PLEASE NOTE: This is a "small run" light, which means that it is about as close to a personally-designed custom-crafted light as you can get without having one hand made just for you. It was not designed by a huge manufacturer, but by an individual who wanted to make an exceptional light, and the parts were machined and built by a factory that was commissioned to do much of the work. Some of the work done on the light is "by hand" by the individual who is making and selling the light, before being shipped to the consumer. You may want to consider these to be "pre-production" lights. Like any piece of machinery that is a new release from a custom shop, it may need a little TLC and slight adjustments to make it the best that it can be. Don't get this light unless you are ready to do a few simple little tweaks to make it "perfect". More on this later.

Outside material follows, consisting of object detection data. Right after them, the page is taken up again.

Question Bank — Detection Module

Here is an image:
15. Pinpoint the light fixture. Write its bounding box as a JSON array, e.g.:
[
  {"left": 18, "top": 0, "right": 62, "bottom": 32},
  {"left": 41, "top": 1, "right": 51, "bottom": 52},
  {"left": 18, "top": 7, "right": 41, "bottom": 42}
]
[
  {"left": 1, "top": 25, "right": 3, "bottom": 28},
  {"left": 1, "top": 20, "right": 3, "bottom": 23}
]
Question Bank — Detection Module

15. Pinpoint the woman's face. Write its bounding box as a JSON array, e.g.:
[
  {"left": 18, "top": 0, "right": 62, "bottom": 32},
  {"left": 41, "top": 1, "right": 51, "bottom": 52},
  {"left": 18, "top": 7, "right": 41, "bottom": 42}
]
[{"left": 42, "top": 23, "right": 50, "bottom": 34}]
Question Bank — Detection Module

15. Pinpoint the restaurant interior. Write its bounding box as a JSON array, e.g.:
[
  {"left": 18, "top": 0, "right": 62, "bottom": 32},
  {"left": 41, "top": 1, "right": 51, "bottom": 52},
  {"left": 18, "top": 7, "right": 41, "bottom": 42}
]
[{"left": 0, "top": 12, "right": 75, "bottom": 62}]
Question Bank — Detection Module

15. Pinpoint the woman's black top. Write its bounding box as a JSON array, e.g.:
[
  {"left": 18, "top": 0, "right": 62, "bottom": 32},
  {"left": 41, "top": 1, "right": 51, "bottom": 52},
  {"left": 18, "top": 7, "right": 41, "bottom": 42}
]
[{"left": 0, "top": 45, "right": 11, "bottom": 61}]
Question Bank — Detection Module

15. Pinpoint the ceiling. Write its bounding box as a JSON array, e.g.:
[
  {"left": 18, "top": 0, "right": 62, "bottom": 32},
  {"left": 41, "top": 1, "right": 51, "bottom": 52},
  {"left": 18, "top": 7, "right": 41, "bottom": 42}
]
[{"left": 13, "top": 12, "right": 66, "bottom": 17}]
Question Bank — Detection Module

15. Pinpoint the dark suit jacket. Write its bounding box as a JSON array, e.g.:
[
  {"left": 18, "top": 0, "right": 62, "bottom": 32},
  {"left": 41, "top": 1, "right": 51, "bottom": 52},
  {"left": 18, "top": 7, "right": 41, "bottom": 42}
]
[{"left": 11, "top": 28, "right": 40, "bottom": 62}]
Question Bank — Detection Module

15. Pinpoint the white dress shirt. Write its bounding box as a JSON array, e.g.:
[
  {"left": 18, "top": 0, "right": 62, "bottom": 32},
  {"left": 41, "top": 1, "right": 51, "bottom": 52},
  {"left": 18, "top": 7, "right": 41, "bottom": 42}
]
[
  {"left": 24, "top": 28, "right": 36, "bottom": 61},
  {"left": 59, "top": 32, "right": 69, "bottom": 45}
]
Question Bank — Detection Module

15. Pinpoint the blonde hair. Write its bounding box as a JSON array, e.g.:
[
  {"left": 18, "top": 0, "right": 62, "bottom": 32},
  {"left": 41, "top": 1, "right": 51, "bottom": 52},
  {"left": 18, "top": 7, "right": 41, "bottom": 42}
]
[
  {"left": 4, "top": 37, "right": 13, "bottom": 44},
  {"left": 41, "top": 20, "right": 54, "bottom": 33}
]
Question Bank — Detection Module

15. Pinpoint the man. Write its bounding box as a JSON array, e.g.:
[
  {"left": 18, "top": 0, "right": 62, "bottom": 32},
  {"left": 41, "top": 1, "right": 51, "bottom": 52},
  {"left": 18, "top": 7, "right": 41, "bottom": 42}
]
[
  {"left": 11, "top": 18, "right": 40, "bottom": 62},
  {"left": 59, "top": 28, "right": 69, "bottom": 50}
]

The body of the JETBeam JET-I is aircraft grade aluminum with a high quality HA-III natural (gray) finish in order to give the aluminum a high degree of abrasion resistance. The two ends of the body tube are different. The head will only thread on one end, and the tail will only thread on the other end. They are not reversible. Also, the O-rings on each end of the tube are a different color - red on one end and orange on the other. An easy way to remember which side is which is by using the color of the O-rings: Red is for the Head.

The head of the light is unadorned except for the unit's serial number etched around the base of the head. The body has three flat panels to assist with grip. The tailcap is surrounded by a box pattern in three rings which improves grip. The tailcap also has two holes and an notch. This is for placement of a split ring through one hole which could then fold into the notch for standing the light on it's tail. The tailcap switch is covered with a black textured rubber cap and two spare rubber caps are included - one red and one orange. The switch does protrude slightly beyond the tailcap, making it a little difficult to stand on end. You can adjust the pressure that the inner switch puts on the rubber tailcap cover, retracting it slightly if you are adventurous and want to disassemble the tailcap. However, this may render your light no longer waterproof as there will be no pressure on the rubber cover to keep water out.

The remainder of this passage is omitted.